Les caractéristiques de la consultation

Mais quelles doivent être, selon les normes internationales, les caractéristiques de la consultation des peuples autochtones ? Selon la convention 169 de l'OIT et la DNUDPA, il y a huit attributs des processus de consultation : 1) le processus doit être préalable à l'adoption de mesures législatives ou administratives, à la formulation et à l'approbation du plan, programme ou projet de développement et à l'entreprise ou à l'autorisation des projets d'exploitation de ressources naturelles ; 2) le processus doit être libre, sans interférence ou pression de toute nature ; 3) le processus doit être informé, c'est-à-dire que l'État doit fournir opportunément aux peuples autochtones toute information à propos de la mesure, plan, programme ou projet ; 4) le processus doit être culturellement adéquat et accessible, au travers des institutions représentatives des peuples autochtones ; 5) le processus doit être mené de bonne foi et dans le but d'obtenir le consentement des communautés autochtones, 6) le processus doit compter avec un cadre normatif adéquat ; 7) le processus doit se soumettre au devoir d'adaptation aux circonstances et 8) l'État doit adopter des décisions objectives et proportionnées, en coopérant avec les sujets collectifs de la consultation189.

Nous avons déjà vu ci-dessus ce que disent les constitutions de la Bolivie et de l'Équateur sur le sujet ainsi que ce qu'elles couvrent et ce qu'elles ne couvrent pas à propos de ces caractéristiques, et nous allons maintenant vérifier ce que dit la jurisprudence constitutionnelle sur le sujet.

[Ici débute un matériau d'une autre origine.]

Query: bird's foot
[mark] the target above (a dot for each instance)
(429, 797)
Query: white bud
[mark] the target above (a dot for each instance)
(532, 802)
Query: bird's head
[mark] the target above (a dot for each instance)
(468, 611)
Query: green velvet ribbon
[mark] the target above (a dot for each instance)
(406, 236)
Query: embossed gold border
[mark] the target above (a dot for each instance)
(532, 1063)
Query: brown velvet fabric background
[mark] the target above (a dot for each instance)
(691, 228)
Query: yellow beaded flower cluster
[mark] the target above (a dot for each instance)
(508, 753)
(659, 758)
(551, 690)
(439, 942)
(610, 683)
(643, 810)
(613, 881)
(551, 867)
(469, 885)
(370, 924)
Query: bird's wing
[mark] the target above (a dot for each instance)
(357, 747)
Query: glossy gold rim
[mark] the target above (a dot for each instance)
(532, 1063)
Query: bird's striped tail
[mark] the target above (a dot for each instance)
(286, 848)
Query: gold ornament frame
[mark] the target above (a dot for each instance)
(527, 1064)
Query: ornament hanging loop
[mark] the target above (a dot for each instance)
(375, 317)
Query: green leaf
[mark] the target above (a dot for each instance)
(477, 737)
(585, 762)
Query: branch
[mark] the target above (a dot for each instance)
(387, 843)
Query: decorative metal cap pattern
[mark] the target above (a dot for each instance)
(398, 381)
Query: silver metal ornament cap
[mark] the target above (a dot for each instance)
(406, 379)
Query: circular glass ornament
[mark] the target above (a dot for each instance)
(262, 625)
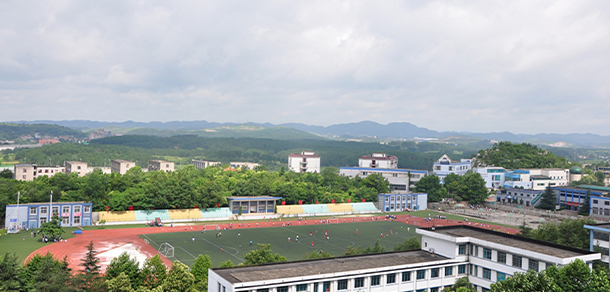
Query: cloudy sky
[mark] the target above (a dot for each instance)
(519, 66)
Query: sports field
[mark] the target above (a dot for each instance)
(341, 236)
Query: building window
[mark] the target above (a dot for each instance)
(533, 265)
(359, 283)
(342, 285)
(462, 249)
(502, 257)
(390, 279)
(517, 261)
(487, 253)
(434, 273)
(448, 271)
(487, 274)
(375, 280)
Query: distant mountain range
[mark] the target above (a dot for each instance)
(364, 129)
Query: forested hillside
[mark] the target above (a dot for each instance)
(513, 156)
(269, 152)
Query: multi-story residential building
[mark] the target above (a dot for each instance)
(536, 179)
(402, 201)
(448, 253)
(121, 166)
(33, 215)
(493, 176)
(201, 164)
(306, 161)
(78, 167)
(444, 166)
(28, 172)
(378, 160)
(248, 165)
(166, 166)
(400, 179)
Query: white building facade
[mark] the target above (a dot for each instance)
(306, 161)
(444, 166)
(448, 253)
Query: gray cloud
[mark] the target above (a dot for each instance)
(517, 66)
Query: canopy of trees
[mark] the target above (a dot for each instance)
(513, 156)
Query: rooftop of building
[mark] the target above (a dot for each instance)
(515, 241)
(325, 266)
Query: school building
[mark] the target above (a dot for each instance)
(447, 254)
(32, 215)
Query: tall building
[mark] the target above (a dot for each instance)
(201, 164)
(78, 167)
(121, 166)
(445, 166)
(378, 160)
(447, 254)
(306, 161)
(166, 166)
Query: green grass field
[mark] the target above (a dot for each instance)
(341, 237)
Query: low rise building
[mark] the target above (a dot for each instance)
(306, 161)
(166, 166)
(121, 166)
(445, 166)
(201, 164)
(448, 253)
(402, 201)
(378, 160)
(400, 179)
(33, 215)
(78, 167)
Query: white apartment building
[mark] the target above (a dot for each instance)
(400, 179)
(78, 167)
(448, 253)
(121, 166)
(166, 166)
(306, 161)
(378, 160)
(248, 165)
(444, 166)
(537, 179)
(201, 164)
(493, 176)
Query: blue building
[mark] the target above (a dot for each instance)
(398, 202)
(33, 215)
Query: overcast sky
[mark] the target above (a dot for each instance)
(479, 66)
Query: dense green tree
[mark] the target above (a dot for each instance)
(262, 255)
(124, 264)
(431, 185)
(410, 243)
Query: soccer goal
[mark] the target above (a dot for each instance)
(167, 250)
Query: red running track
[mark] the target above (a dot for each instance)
(105, 240)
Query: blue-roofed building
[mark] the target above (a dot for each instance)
(400, 179)
(402, 201)
(444, 166)
(32, 215)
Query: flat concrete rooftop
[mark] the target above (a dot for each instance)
(513, 241)
(325, 266)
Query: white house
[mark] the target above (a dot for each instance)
(306, 161)
(444, 166)
(448, 253)
(378, 160)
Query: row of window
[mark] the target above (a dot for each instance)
(517, 261)
(64, 209)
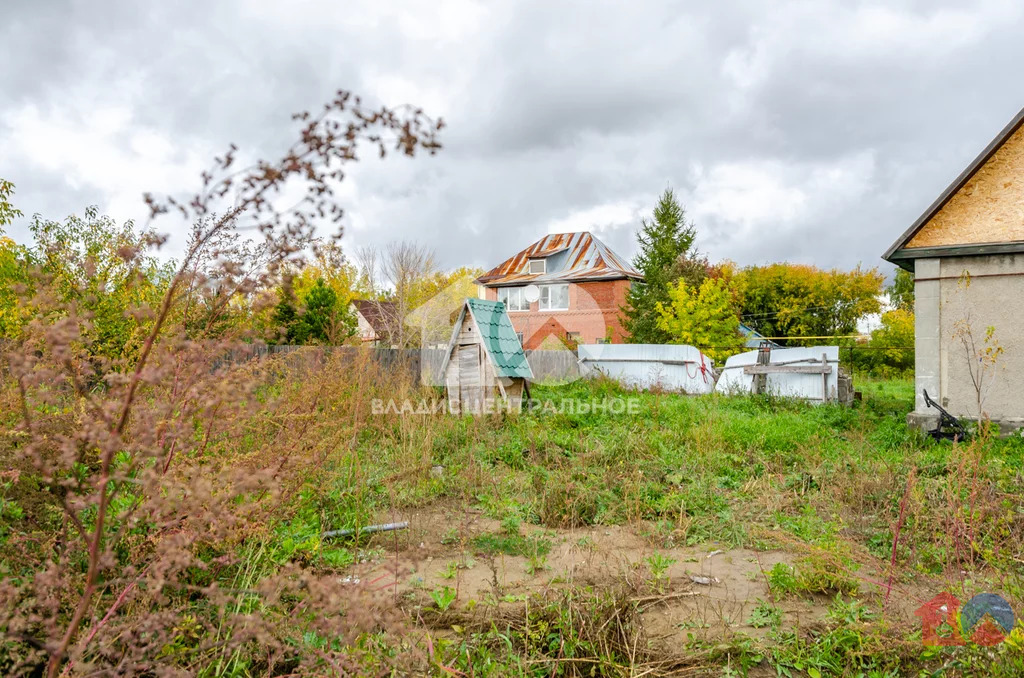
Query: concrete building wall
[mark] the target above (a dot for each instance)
(950, 311)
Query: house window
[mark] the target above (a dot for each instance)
(513, 298)
(555, 297)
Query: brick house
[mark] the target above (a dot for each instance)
(564, 288)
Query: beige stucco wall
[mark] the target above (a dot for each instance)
(994, 298)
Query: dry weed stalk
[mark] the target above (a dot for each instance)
(122, 449)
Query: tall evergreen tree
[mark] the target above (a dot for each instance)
(663, 242)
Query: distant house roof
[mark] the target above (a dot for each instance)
(499, 338)
(569, 257)
(381, 315)
(899, 254)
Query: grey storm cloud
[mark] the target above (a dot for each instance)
(802, 131)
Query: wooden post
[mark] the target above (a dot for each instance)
(824, 378)
(764, 357)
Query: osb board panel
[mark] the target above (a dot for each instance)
(988, 209)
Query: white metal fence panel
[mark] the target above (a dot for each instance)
(733, 378)
(672, 367)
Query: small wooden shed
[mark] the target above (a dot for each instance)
(485, 366)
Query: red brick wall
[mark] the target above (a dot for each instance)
(594, 308)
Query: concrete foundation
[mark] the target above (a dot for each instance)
(965, 307)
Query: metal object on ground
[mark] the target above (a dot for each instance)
(388, 526)
(946, 420)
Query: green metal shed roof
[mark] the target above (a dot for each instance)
(500, 338)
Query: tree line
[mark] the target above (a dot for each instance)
(685, 298)
(90, 266)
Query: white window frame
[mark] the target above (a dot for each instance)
(544, 303)
(514, 299)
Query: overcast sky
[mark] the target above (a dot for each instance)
(808, 131)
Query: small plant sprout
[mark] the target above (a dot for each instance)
(443, 597)
(765, 615)
(658, 564)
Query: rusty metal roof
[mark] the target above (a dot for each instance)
(570, 257)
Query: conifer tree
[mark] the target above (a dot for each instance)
(664, 241)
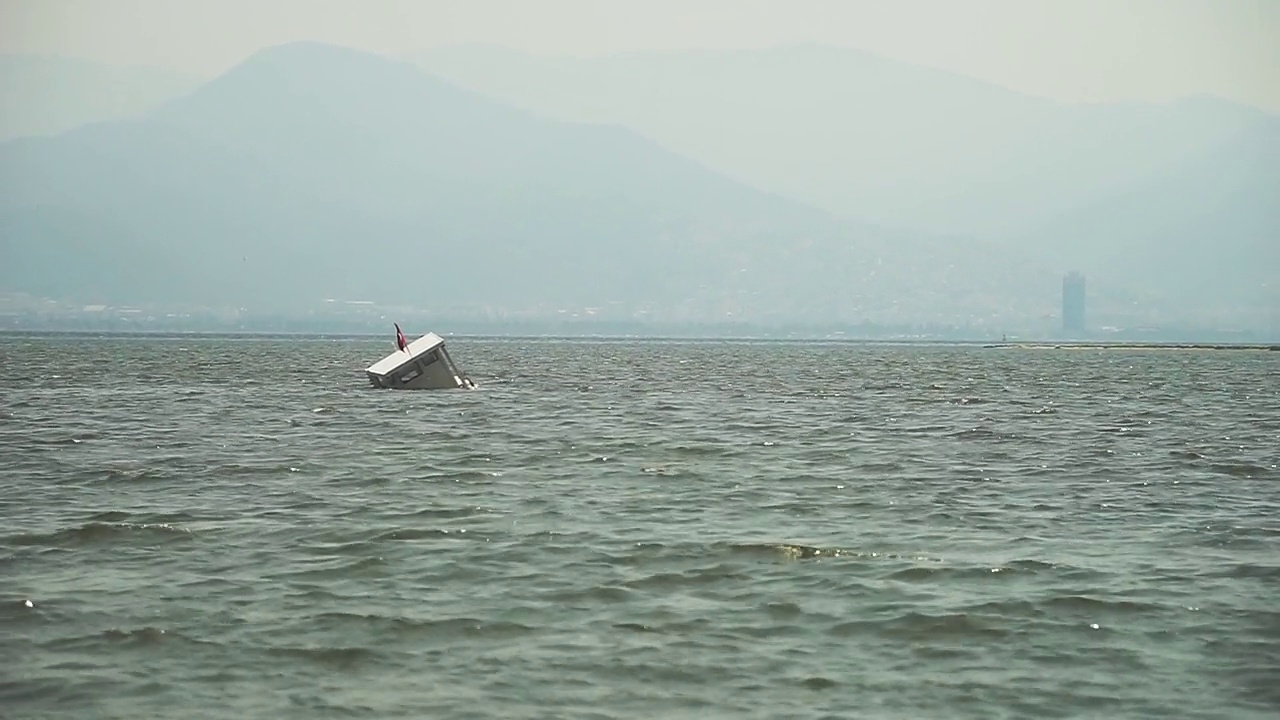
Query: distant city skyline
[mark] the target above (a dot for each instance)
(1074, 51)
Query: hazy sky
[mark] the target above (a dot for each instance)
(1065, 49)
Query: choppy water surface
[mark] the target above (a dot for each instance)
(242, 528)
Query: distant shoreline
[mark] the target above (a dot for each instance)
(799, 338)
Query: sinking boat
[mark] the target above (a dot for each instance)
(423, 364)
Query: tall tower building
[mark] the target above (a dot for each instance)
(1073, 302)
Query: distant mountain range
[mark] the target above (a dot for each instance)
(312, 172)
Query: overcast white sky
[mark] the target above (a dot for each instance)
(1074, 50)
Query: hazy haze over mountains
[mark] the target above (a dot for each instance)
(46, 95)
(314, 172)
(791, 183)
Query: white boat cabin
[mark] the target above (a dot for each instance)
(423, 365)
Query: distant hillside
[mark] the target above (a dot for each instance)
(863, 136)
(312, 172)
(46, 95)
(1201, 238)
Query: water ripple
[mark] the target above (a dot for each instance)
(638, 529)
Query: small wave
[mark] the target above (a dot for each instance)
(1092, 605)
(334, 657)
(922, 627)
(401, 627)
(787, 551)
(1247, 470)
(100, 533)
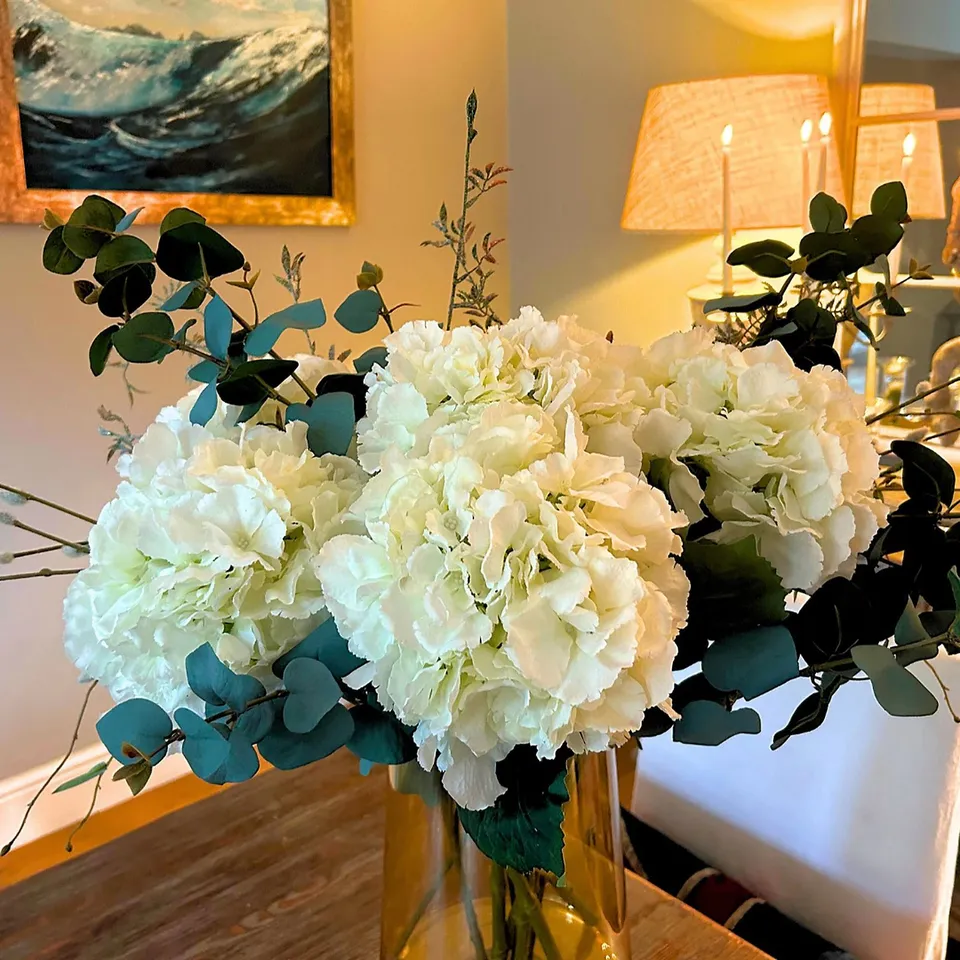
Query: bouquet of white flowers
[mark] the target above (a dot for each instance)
(481, 551)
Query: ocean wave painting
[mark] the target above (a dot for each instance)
(178, 96)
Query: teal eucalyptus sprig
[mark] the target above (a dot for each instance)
(468, 290)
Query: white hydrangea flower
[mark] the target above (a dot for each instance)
(509, 586)
(787, 457)
(211, 538)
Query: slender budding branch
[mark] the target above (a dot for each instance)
(45, 572)
(47, 503)
(56, 770)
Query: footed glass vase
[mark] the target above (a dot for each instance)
(444, 900)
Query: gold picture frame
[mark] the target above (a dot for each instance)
(19, 204)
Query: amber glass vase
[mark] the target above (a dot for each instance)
(444, 900)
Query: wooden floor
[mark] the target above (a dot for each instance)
(285, 867)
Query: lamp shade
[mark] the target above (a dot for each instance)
(880, 149)
(676, 180)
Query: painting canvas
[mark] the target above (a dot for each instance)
(240, 101)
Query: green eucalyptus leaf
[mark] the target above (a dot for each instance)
(326, 645)
(330, 422)
(524, 828)
(380, 737)
(360, 311)
(287, 751)
(897, 690)
(826, 215)
(100, 349)
(767, 258)
(706, 723)
(312, 693)
(57, 256)
(753, 662)
(205, 406)
(91, 774)
(139, 722)
(889, 201)
(133, 340)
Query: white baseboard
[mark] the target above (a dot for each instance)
(51, 813)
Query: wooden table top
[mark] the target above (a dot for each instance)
(285, 867)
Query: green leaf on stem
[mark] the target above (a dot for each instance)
(706, 723)
(100, 349)
(897, 690)
(133, 340)
(313, 692)
(330, 422)
(360, 311)
(139, 722)
(287, 751)
(91, 774)
(753, 662)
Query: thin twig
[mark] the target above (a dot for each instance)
(945, 689)
(47, 503)
(45, 572)
(89, 813)
(56, 770)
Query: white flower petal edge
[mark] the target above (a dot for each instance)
(510, 586)
(211, 538)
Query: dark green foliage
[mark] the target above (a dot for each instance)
(360, 311)
(100, 349)
(138, 340)
(287, 751)
(186, 251)
(753, 662)
(380, 737)
(249, 382)
(138, 722)
(330, 422)
(524, 828)
(708, 724)
(57, 256)
(312, 693)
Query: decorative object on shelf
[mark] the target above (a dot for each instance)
(702, 151)
(478, 553)
(201, 111)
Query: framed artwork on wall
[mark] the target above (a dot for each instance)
(239, 109)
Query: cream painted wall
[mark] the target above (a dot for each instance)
(415, 65)
(579, 76)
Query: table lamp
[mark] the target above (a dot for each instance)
(730, 154)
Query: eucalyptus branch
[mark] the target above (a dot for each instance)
(56, 770)
(12, 521)
(26, 495)
(90, 809)
(945, 689)
(45, 572)
(915, 399)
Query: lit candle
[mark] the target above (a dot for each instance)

En Bolivie, le Tribunal constitutionnel de transition a rendu, le 25 octobre 2010, l'arrêt 2003/2010-R qui affirme :

III. 5. [...] Cette consultation doit être effectuée de bonne foi et d'une manière appropriée aux circonstances dans les cas suivants : a. Avant d'adopter ou d'appliquer des lois ou des mesures qui peuvent affecter directement les peuples autochtones (art. 6.1. de la Convention 169, 19 de la Déclaration des Nations Unies sur les droits des peuples

189 BÖHRT IRAHOLA Carlos, « El derecho a la consulta de los pueblos indígenas, el Tribunal Constitucional y el TIPNIS », Revista jurídica derecho, vol. 2, n. 3, 2015, p. 62.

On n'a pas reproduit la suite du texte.